According to Rice, because of his efforts there hasn’t been a breaking and entering in the village in two months, which does not happen on its own.
“I’ve been putting in a lot of time and a lot of hours,” Rice claimed. “It feels nice not to hear your neighbors complain that they just got their house broken into or their car ransacked.”
Rice gave a little bit of his background and expertise in the area to council for those who didn’t know him.
“I was in the drug world for 30 years; I did it all – everything, all of it, so I know how it works,” he said. “Now I’ve got spider webs, so I know what’s going on here; I know how the game’s played. I can’t do it alone. I need help.”
Rice said he enjoys what he’s doing and donating his time and expertise to help. He also informed council he’s able to be the village’s eyes and ears – their informant – and can work with them to help alleviate the drug problem.
“The only thing I’m asking tonight, I’m pleading, I need help,” Rice said. “I can be the eyes and the ears, and I can be the informant, and I can work with them, but you’ve got to do it on time. If something’s going down, I can’t wait a half hour to get a cop car here in Dunkirk. That’s not going to work.
“If it keeps going and we don’t start a program – and you can see it’s working – it’s not going to keep up,” he said.
Without probable cause, Rice said, there’s nothing he can do when he catches somebody; he can’t arrest them or hold them, which he said doesn’t do anybody any good.
Dunkirk Mayor Terry Cramer later informed council that Sheriff Keith Everhart said they would be able to patrol for the village for $20 per hour and be available for a few four-hour time periods.
Council came to a consensus that the times should be anywhere between 8 p.m. to 4 a.m. on Friday and Saturday, avoiding a regular set time so possible offenders don’t become used to a pattern. They also agreed on a varied day to be determined at the office’s discretion.

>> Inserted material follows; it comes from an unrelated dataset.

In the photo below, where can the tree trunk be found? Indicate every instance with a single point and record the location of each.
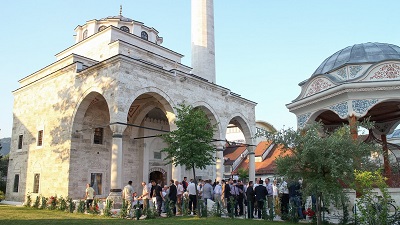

“Keith has to keep making arrests daily,” Rice said. “If that doesn’t happen, we’re right back to square one.”
Also on hand Monday evening was resident Patricia Larson, who said she had cats come up missing lately because of what she believes are live traps.
Larson told council that not all cats being trapped are strays and that some of them, like her cats, were family pets, and that they are not being properly released.
“There’s a lot of people looking for their cats; there are signs up all over town,” she said.
According to Larson, any trapped cats at least have to be taken to the humane society. She said she’d be willing to have people who trap call her and she’d take them there herself, rather than disposing of the cat in any other manner.
Larson understood that eliminating trapping completely was not a viable request, but said it’s important for people to have a chance to get their family pets back.
“All I’m saying is if our family pets are gone, they’re gone for good,” she said. “I would give my life to get my calico cat back, and I’ll never get her back.”
In other council action:
– Agreed to drop the “nuisance” designation at 443 Park St.
– Moved the deadline for the sewer hookup forward from Nov. 1 to Aug. 1.
– Received a letter and check from the Hardin County Community Foundation for $1,000 to be used for trees.
– Accepted the $1 bid by Habitat for Humanity for the property at 331 S. Main St.